Tite-Live, Histoire romaine, XLI, 16 :"Les féries latines eurent lieu trois jours avant les nones de mai ; et comme le magistrat de Lanuvium avait immolé une des victimes sans faire la prière pour le peuple romain des Quirites, on en eut un religieux scrupule. Le sénat, sur le rapport qui lui en fut fait, renvoya l'affaire au collège des pontifes ; les pontifes, attendu que les féries latines avaient été manquées, les firent renouveler ; mais ils décidèrent que Lanuvium, étant cause qu'on les renouvelait, fournirait les victimes. Le scrupule s'était aggravé de l'accident arrivé au consul Cn. Cornélius, lequel, en revenant du mont Albain, était tombé paralysé d'un côté du corps, et, comme le mal faisait des progrès, était allé aux eaux de Cumes, où il était mort. On l'en ramena, et arrivé à Rome on lui fit des funérailles et une sépulture magnifiques. Il était de plus pontife. Le consul Pétilius, à qui les auspices le permettaient enfin, fut chargé de tenir les comices pour remplacer son collègue et de promulguer les féries latines. Il fixa pour les comices le trois d'avant les nones de sextilis, et pour les Latines le trois d'avant les ides. Au milieu de ces scrupules religieux survint l'annonce de nouveaux prodiges : à Tusculum, on avait vu une torche dans les cieux ; à Gabies, le temple d'Apollon et beaucoup de maisons particulières, à Gravisques le rempart et une porte de la ville avaient été touchés par le feu du ciel. Les Pères voulurent que l'expiation en fut faite d'après l'avis des pontifes. Pendant les embarras suscités aux consuls par des irrégularités religieuses, puis à l'un d'eux par la mort de l'autre, par les comices et le renouvellement des féries latines, C. Claudius faisait approcher son armée de Modène, que les Ligures avaient prise l'année précédente."

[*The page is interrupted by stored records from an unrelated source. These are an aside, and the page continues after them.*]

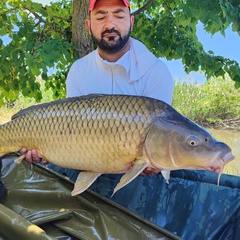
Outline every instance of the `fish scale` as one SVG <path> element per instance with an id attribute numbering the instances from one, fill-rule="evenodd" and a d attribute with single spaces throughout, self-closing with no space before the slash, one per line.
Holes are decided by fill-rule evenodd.
<path id="1" fill-rule="evenodd" d="M 233 159 L 226 144 L 168 104 L 125 95 L 67 98 L 21 110 L 0 126 L 0 155 L 22 147 L 36 149 L 58 166 L 85 170 L 72 195 L 83 192 L 102 173 L 125 172 L 116 191 L 147 166 L 162 173 L 218 170 L 220 176 Z"/>

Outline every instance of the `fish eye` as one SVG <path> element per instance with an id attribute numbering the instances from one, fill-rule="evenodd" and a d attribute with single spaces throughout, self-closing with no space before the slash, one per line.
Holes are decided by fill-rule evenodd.
<path id="1" fill-rule="evenodd" d="M 188 137 L 188 144 L 190 146 L 195 147 L 195 146 L 198 145 L 198 143 L 199 143 L 199 141 L 198 141 L 198 139 L 196 137 L 194 137 L 194 136 L 189 136 Z"/>
<path id="2" fill-rule="evenodd" d="M 210 139 L 209 137 L 206 137 L 206 138 L 204 139 L 204 141 L 205 141 L 205 142 L 209 142 L 209 139 Z"/>

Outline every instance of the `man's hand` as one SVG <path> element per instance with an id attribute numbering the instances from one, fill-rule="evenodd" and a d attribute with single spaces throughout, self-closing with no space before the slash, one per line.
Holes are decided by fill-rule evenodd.
<path id="1" fill-rule="evenodd" d="M 40 158 L 38 156 L 38 152 L 36 149 L 32 150 L 27 150 L 26 148 L 21 148 L 20 149 L 20 154 L 25 155 L 25 159 L 28 163 L 33 163 L 33 162 L 42 162 L 43 164 L 47 164 L 48 161 L 44 158 Z"/>
<path id="2" fill-rule="evenodd" d="M 147 167 L 141 172 L 140 176 L 153 176 L 154 174 L 158 174 L 159 172 L 160 170 L 156 168 Z"/>

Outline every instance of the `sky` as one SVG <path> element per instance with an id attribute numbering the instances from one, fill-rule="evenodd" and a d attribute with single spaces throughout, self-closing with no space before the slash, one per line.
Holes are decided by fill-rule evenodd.
<path id="1" fill-rule="evenodd" d="M 42 3 L 44 5 L 54 2 L 53 0 L 33 0 L 35 2 Z M 216 33 L 213 36 L 206 33 L 203 26 L 199 24 L 197 26 L 197 35 L 199 41 L 203 44 L 204 50 L 212 50 L 215 55 L 220 55 L 231 60 L 240 62 L 240 36 L 236 32 L 232 32 L 231 29 L 227 29 L 225 36 L 220 33 Z M 188 82 L 204 83 L 206 81 L 204 75 L 196 72 L 190 72 L 186 74 L 181 60 L 167 61 L 162 59 L 168 66 L 173 78 L 175 80 L 182 80 Z"/>

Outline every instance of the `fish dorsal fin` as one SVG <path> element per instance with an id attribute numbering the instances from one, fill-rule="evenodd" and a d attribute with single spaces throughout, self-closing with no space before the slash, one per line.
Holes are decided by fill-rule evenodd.
<path id="1" fill-rule="evenodd" d="M 120 179 L 120 182 L 114 188 L 112 196 L 122 187 L 126 186 L 132 180 L 134 180 L 146 167 L 147 162 L 143 160 L 136 160 L 133 167 L 130 168 Z"/>
<path id="2" fill-rule="evenodd" d="M 12 120 L 15 119 L 15 118 L 21 117 L 25 114 L 28 114 L 29 112 L 38 110 L 40 108 L 49 107 L 49 106 L 62 104 L 62 103 L 74 102 L 74 101 L 82 101 L 82 100 L 86 100 L 86 99 L 91 100 L 91 99 L 97 98 L 99 96 L 107 96 L 107 95 L 105 95 L 105 94 L 89 94 L 89 95 L 86 95 L 86 96 L 68 97 L 68 98 L 59 99 L 59 100 L 55 100 L 55 101 L 51 101 L 51 102 L 47 102 L 47 103 L 36 104 L 36 105 L 33 105 L 33 106 L 28 107 L 28 108 L 22 109 L 19 112 L 15 113 L 12 116 Z"/>
<path id="3" fill-rule="evenodd" d="M 101 175 L 95 172 L 80 172 L 71 192 L 72 196 L 76 196 L 84 192 L 91 184 Z"/>

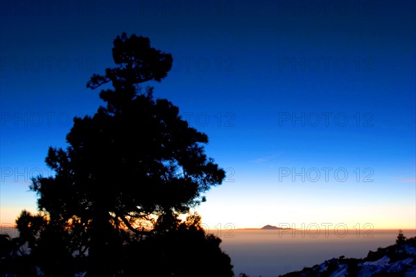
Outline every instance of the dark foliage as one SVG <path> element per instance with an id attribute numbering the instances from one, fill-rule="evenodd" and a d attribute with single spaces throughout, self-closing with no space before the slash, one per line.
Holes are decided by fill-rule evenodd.
<path id="1" fill-rule="evenodd" d="M 152 87 L 139 86 L 167 75 L 171 54 L 124 33 L 112 54 L 117 67 L 87 84 L 111 82 L 113 89 L 100 93 L 106 106 L 74 118 L 67 149 L 49 148 L 46 162 L 55 175 L 31 186 L 40 213 L 24 211 L 19 238 L 1 238 L 7 258 L 0 265 L 17 276 L 19 260 L 33 276 L 232 276 L 220 240 L 205 233 L 199 216 L 178 219 L 221 184 L 225 171 L 205 155 L 207 135 L 171 102 L 154 99 Z M 23 249 L 29 251 L 14 253 Z"/>

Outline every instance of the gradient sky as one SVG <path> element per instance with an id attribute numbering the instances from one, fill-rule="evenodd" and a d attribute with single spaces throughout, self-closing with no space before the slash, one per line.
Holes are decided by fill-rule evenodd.
<path id="1" fill-rule="evenodd" d="M 171 53 L 156 97 L 209 138 L 227 172 L 197 208 L 209 228 L 344 224 L 415 229 L 415 3 L 0 3 L 0 223 L 36 211 L 85 88 L 123 31 Z M 367 225 L 368 226 L 368 225 Z"/>

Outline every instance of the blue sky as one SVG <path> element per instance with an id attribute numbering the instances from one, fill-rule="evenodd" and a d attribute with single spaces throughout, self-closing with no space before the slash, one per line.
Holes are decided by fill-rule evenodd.
<path id="1" fill-rule="evenodd" d="M 171 53 L 154 85 L 225 168 L 197 208 L 211 228 L 416 227 L 414 1 L 3 1 L 0 222 L 35 211 L 85 84 L 123 31 Z M 347 175 L 345 175 L 345 174 Z"/>

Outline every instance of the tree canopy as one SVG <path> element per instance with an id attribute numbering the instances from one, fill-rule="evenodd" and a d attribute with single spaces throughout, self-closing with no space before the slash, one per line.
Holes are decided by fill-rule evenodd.
<path id="1" fill-rule="evenodd" d="M 178 218 L 205 201 L 225 171 L 205 153 L 207 136 L 140 84 L 164 78 L 171 55 L 123 33 L 112 56 L 116 67 L 87 84 L 111 82 L 100 93 L 106 105 L 74 118 L 66 149 L 49 148 L 55 175 L 31 186 L 40 213 L 17 220 L 31 266 L 51 276 L 232 276 L 220 240 L 205 233 L 200 217 Z"/>

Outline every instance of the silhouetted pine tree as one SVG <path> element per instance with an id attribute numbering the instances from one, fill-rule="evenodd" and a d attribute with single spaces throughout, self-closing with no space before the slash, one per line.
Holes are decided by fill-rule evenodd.
<path id="1" fill-rule="evenodd" d="M 28 265 L 49 276 L 232 276 L 220 240 L 200 218 L 178 220 L 225 171 L 205 154 L 207 135 L 140 87 L 166 76 L 171 54 L 123 33 L 112 55 L 117 66 L 87 84 L 112 84 L 100 93 L 106 106 L 75 118 L 67 148 L 49 150 L 55 175 L 33 179 L 40 213 L 17 220 L 31 249 Z"/>

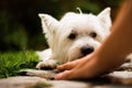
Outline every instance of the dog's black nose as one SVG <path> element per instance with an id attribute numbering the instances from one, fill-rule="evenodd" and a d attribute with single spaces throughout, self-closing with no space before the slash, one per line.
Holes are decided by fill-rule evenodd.
<path id="1" fill-rule="evenodd" d="M 91 46 L 84 46 L 84 47 L 81 47 L 80 52 L 81 52 L 81 54 L 84 56 L 86 56 L 87 54 L 90 54 L 90 53 L 94 52 L 94 47 L 91 47 Z"/>

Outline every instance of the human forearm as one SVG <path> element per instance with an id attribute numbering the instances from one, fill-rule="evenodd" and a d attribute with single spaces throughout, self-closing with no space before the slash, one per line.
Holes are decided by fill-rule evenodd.
<path id="1" fill-rule="evenodd" d="M 118 66 L 132 52 L 132 0 L 124 3 L 112 26 L 111 35 L 98 51 L 99 61 L 107 66 Z M 114 52 L 114 53 L 113 53 Z M 112 64 L 112 65 L 109 65 Z M 113 67 L 114 67 L 113 66 Z"/>

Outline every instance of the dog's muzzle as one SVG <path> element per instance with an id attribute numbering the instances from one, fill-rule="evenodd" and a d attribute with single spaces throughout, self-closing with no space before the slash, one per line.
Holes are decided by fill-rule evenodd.
<path id="1" fill-rule="evenodd" d="M 84 46 L 80 48 L 80 52 L 84 56 L 86 56 L 87 54 L 90 54 L 94 52 L 94 47 L 91 46 Z"/>

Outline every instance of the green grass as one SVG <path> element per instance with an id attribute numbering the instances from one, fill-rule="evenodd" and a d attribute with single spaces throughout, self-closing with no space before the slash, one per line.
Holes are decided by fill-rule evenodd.
<path id="1" fill-rule="evenodd" d="M 0 53 L 0 78 L 16 76 L 21 69 L 35 68 L 38 56 L 33 51 Z"/>

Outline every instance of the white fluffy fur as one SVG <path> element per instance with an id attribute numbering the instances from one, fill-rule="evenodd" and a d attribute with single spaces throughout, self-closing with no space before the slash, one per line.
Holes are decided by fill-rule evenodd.
<path id="1" fill-rule="evenodd" d="M 110 33 L 110 8 L 105 9 L 98 15 L 68 12 L 61 21 L 48 14 L 40 13 L 38 16 L 41 18 L 43 32 L 50 48 L 37 52 L 43 61 L 37 64 L 37 68 L 47 66 L 46 62 L 48 59 L 59 61 L 64 64 L 82 57 L 81 47 L 92 46 L 97 50 Z M 69 40 L 68 35 L 73 32 L 77 34 L 76 38 Z M 97 33 L 97 37 L 90 36 L 92 32 Z"/>

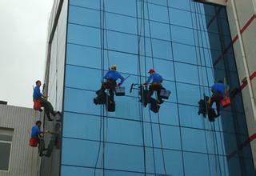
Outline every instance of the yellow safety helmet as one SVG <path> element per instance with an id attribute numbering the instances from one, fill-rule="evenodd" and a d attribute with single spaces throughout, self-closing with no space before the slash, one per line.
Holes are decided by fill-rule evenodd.
<path id="1" fill-rule="evenodd" d="M 112 65 L 110 69 L 116 70 L 117 70 L 117 66 L 116 65 Z"/>

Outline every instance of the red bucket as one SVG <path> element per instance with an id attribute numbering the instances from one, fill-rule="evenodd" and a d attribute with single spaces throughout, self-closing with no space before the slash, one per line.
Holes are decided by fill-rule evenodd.
<path id="1" fill-rule="evenodd" d="M 34 102 L 34 109 L 36 110 L 41 110 L 41 102 L 39 100 L 36 100 Z"/>
<path id="2" fill-rule="evenodd" d="M 37 138 L 31 138 L 30 139 L 30 146 L 37 147 L 38 144 L 38 141 Z"/>
<path id="3" fill-rule="evenodd" d="M 230 98 L 229 97 L 224 98 L 221 100 L 223 107 L 227 107 L 230 105 Z"/>

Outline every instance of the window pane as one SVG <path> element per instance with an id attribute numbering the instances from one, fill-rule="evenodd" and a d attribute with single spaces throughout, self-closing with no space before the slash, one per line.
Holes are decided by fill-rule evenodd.
<path id="1" fill-rule="evenodd" d="M 100 143 L 98 142 L 63 138 L 62 164 L 94 167 L 99 145 Z M 101 161 L 101 156 L 102 154 L 102 145 L 101 144 L 99 161 Z M 100 163 L 100 162 L 98 163 Z"/>
<path id="2" fill-rule="evenodd" d="M 67 41 L 71 43 L 99 47 L 100 30 L 96 28 L 69 24 Z"/>
<path id="3" fill-rule="evenodd" d="M 139 122 L 108 118 L 106 128 L 108 142 L 143 146 Z"/>
<path id="4" fill-rule="evenodd" d="M 93 103 L 96 94 L 92 91 L 65 88 L 64 110 L 100 114 L 100 106 Z"/>
<path id="5" fill-rule="evenodd" d="M 185 175 L 210 175 L 207 154 L 184 152 L 183 156 Z"/>
<path id="6" fill-rule="evenodd" d="M 178 82 L 198 84 L 198 66 L 184 64 L 175 63 L 176 78 Z"/>
<path id="7" fill-rule="evenodd" d="M 69 10 L 69 22 L 94 27 L 100 26 L 100 13 L 98 10 L 73 6 L 70 6 Z"/>
<path id="8" fill-rule="evenodd" d="M 99 69 L 101 50 L 93 47 L 67 44 L 66 63 Z"/>
<path id="9" fill-rule="evenodd" d="M 190 10 L 189 0 L 168 0 L 169 6 Z"/>
<path id="10" fill-rule="evenodd" d="M 89 7 L 99 10 L 99 0 L 70 0 L 70 5 Z"/>
<path id="11" fill-rule="evenodd" d="M 66 65 L 66 85 L 69 87 L 98 90 L 101 88 L 101 78 L 104 71 Z M 74 79 L 74 78 L 81 78 Z M 95 79 L 98 82 L 95 82 Z"/>
<path id="12" fill-rule="evenodd" d="M 170 24 L 192 28 L 190 12 L 172 8 L 169 8 L 169 11 Z"/>
<path id="13" fill-rule="evenodd" d="M 178 102 L 198 106 L 200 97 L 200 89 L 197 86 L 177 83 Z"/>
<path id="14" fill-rule="evenodd" d="M 194 46 L 173 42 L 173 47 L 175 61 L 198 64 Z"/>
<path id="15" fill-rule="evenodd" d="M 63 137 L 99 141 L 101 117 L 67 112 L 64 117 L 64 123 L 69 126 L 65 126 Z"/>
<path id="16" fill-rule="evenodd" d="M 106 144 L 106 167 L 112 170 L 143 172 L 143 148 Z"/>
<path id="17" fill-rule="evenodd" d="M 86 167 L 76 167 L 69 166 L 62 166 L 61 175 L 62 176 L 94 176 L 94 173 L 98 176 L 103 175 L 103 170 L 99 169 L 92 169 Z"/>
<path id="18" fill-rule="evenodd" d="M 182 128 L 182 135 L 184 150 L 207 153 L 205 131 Z"/>
<path id="19" fill-rule="evenodd" d="M 174 42 L 194 45 L 193 30 L 191 29 L 171 26 L 171 33 Z"/>
<path id="20" fill-rule="evenodd" d="M 108 0 L 105 6 L 106 11 L 136 17 L 135 0 Z"/>

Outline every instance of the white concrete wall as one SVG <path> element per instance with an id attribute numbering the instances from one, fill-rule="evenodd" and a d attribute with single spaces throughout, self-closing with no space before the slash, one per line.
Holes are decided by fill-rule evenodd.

Tite-Live, Histoire romaine, XLI, 17 :"Les comices pour le remplacement d'un consul, qui avaient été fixés au trois des nones de sextilis eurent lieu ce même jour. Le consul Q. Pétilius, en nommant C. Valérius Laevinus, eut un collègue qui put entrer aussitôt en charge. Ce personnage, qui depuis longtemps désirait une province, profita de l'occasion que lui offrait une dépêche annonçant une révolte des Ligures : il prit le costume de guerre le jour des nones de sextilis, et, après l'audition de la dépêche, en raison de la révolte, il ordonna à la troisième légion d'aller rejoindre en Gaule le proconsul C. Claudius, aux duumvirs navals de se rendre à Pise avec une flotte, pour croiser devant les côtes des Ligures et les effrayer aussi par une démonstration du côté de la mer. Le consul Pétilius avait fixé le même lieu pour rendez-vous à son armée. Pareillement le proconsul C. Claudius, à la nouvelle du soulèvement des Ligures, avait, indépendamment des troupes qu'il commandait à Parme, organisé sur-le-champ une nouvelle levée, et il s'approcha des frontières de Ligurie avec son armée."